La présidence de la Caisse nationale d’assurance maladie a déploré « l’absence d’association de la démocratie sociale ». Nous, parlementaires, déplorons le déni pur et simple de démocratie dont fait preuve ce Gouvernement. La protection sociale est consubstantielle à la démocratie, la démocratie est consubstantielle à la protection sociale. C’est avec cette conviction et sur ce socle que ses fondateurs ont rebâti le pays au sortir de la guerre.

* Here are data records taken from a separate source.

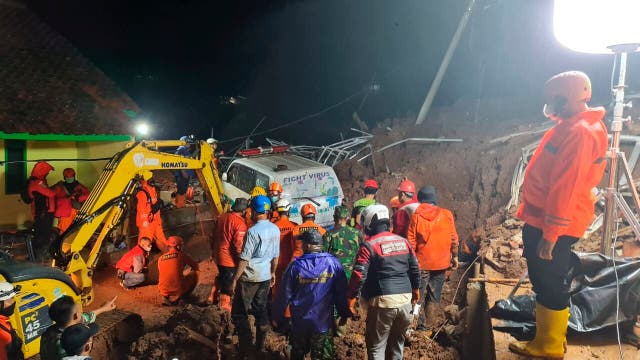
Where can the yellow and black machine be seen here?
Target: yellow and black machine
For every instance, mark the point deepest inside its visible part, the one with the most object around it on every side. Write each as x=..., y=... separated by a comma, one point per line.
x=80, y=246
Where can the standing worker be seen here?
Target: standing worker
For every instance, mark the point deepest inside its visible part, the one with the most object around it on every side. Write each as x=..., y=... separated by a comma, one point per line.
x=70, y=194
x=308, y=213
x=275, y=192
x=433, y=236
x=254, y=277
x=225, y=250
x=408, y=205
x=132, y=265
x=43, y=207
x=387, y=276
x=10, y=343
x=370, y=189
x=148, y=207
x=287, y=244
x=558, y=203
x=173, y=285
x=313, y=285
x=183, y=176
x=343, y=241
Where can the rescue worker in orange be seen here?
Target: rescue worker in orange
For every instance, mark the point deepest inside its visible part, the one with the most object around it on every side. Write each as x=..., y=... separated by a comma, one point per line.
x=408, y=205
x=148, y=217
x=308, y=213
x=558, y=204
x=173, y=284
x=274, y=193
x=70, y=194
x=225, y=250
x=287, y=244
x=43, y=207
x=433, y=236
x=248, y=215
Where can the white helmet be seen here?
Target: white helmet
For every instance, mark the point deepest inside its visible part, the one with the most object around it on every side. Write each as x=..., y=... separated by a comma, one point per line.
x=7, y=291
x=283, y=205
x=374, y=214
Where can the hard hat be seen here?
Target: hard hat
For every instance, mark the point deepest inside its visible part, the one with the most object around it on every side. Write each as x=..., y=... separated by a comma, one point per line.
x=407, y=186
x=258, y=190
x=371, y=183
x=427, y=194
x=174, y=241
x=394, y=202
x=241, y=204
x=311, y=237
x=68, y=172
x=567, y=87
x=7, y=291
x=283, y=205
x=260, y=204
x=146, y=175
x=275, y=186
x=374, y=214
x=308, y=209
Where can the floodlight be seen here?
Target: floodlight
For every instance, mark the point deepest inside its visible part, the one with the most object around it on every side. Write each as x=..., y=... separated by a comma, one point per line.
x=142, y=128
x=595, y=26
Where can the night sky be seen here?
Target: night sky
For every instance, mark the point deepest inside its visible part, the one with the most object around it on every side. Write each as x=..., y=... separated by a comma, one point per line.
x=180, y=60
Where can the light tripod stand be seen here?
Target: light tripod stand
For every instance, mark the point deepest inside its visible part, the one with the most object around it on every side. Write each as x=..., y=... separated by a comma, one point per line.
x=614, y=200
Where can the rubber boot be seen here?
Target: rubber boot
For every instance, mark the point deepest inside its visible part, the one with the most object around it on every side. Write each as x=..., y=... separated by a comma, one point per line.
x=180, y=202
x=551, y=332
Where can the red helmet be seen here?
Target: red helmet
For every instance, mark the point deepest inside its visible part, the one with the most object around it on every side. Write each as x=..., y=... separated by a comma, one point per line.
x=308, y=209
x=68, y=172
x=371, y=183
x=275, y=186
x=407, y=186
x=174, y=241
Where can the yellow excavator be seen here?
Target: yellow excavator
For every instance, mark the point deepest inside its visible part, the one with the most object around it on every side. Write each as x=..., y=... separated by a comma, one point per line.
x=73, y=265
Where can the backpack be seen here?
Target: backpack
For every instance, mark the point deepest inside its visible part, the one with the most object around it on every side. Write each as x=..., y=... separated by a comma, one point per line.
x=24, y=194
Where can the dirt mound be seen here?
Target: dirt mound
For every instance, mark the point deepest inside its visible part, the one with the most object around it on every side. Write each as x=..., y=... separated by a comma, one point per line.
x=473, y=178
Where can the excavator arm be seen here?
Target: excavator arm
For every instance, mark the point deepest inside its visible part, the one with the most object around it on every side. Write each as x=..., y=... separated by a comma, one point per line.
x=108, y=201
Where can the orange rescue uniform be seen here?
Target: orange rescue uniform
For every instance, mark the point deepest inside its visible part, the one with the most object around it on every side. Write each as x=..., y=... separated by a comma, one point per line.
x=304, y=227
x=570, y=161
x=432, y=234
x=171, y=279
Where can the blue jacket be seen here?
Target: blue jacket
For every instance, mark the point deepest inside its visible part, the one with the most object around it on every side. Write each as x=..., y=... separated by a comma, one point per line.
x=312, y=284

En ignorant les instances de la démocratie sociale et en contournant le Parlement, le Gouvernement trahit la raison d’être de notre modèle de protection sociale et trahit la démocratie.

Face à ce Gouvernement irresponsable, et conformément à l’article 49 alinéa 3 de la Constitution et aux articles 153 et suivants du règlement de l’Assemblée nationale, nous, députées et députés, déposons la présente motion de censure.


Les signataires :

 

Mme Mathilde Panot, Mme Cyrielle Chatelain, M. André Chassaigne, Mme Nadège Abomangoli, M. Laurent Alexandre, M. Gabriel Amard, Mme Ségolène Amiot, Mme Farida Amrani, M. Rodrigo Arenas, Mme Clémentine Autain, M. Ugo Bernalicis, M. Christophe Bex, M. Carlos Martens Bilongo, M. Manuel Bompard, M. Idir Boumertit, M. Louis Boyard, M. Aymeric Caron, M. Sylvain Carrière, M. Florian Chauche, Mme Sophia Chikirou, M. Hadrien Clouet, M. Éric Coquerel, M. Alexis Corbière, M. Jean-François Coulomme, Mme Catherine Couturier, M. Hendrik Davi, M. Sébastien Delogu, Mme Alma Dufour, Mme Karen Erodi, Mme Martine Etienne, M. Emmanuel Fernandes, Mme Sylvie Ferrer, Mme Caroline Fiat, M. Perceval Gaillard, Mme Raquel Garrido, Mme Clémence Guetté, M. David Guiraud, Mme Mathilde Hignet, Mme Rachel Keke, M. Andy Kerbrat, M. Bastien Lachaud, M. Maxime Laisney, M. Arnaud Le Gall, M. Antoine Léaument, Mme Élise Leboucher, Mme Charlotte Leduc, M. Jérôme Legavre, Mme Sarah Legrain, Mme Murielle Lepvraud, Mme Élisa Martin, Mme Pascale Martin, M. William Martinet, M. Frédéric Mathieu, M. Damien Maudet, Mme Marianne Maximi, Mme Manon Meunier, M. JeanPhilippe Nilor, Mme Danièle Obono, Mme Nathalie Oziol, M. René Pilato, M. François Piquemal, M. Thomas Portes, M. Loïc Prud’homme, M. Adrien Quatennens, M. Jean-Hugues Ratenon, M. Sébastien Rome, M. François Ruffin, M. Aurélien Saintoul, M. Michel Sala, Mme Danielle Simonnet, Mme Ersilia Soudais, Mme Anne StambachTerrenoir, Mme Andrée Taurinya, M. Matthias Tavel, Mme Aurélie Trouvé, M. Paul Vannier, M. Léo Walter, Mme Christine Arrighi, M. Julien Bayou, Mme Lisa Belluco, M. Karim Ben Cheikh, M. Charles Fournier, Mme MarieCharlotte Garin, Mme Julie Laernoes, M. Benjamin Lucas, Mme Francesca Pasquini, M. Sébastien Peytavie, Mme Marie Pochon, M. Jean-Claude Raux, Mme Sandra Regol, Mme Sandrine Rousseau, Mme Eva Sas, Mme Sabrina Sebaihi, M. Aurélien Taché, Mme Sophie TailléPolian, M. Nicolas Thierry, Mme Soumya Bourouaha, M. Jean-Victor Castor, M. Steve Chailloux, M. Pierre Dharréville, Mme Elsa Faucillon, M. Sébastien Jumel, Mme Emeline K/Bidi, M. Tematai Le Gayic, Mme Karine Lebon, M. Jean-Paul Lecoq, M. Frédéric Maillot, M. Marcellin Nadeau, M. Stéphane Peu, Mme Mereana Reid Arbelot, M. Davy Rimane, M. Nicolas Sansu, M. Jiovanny William, M. Hubert Wulfranc.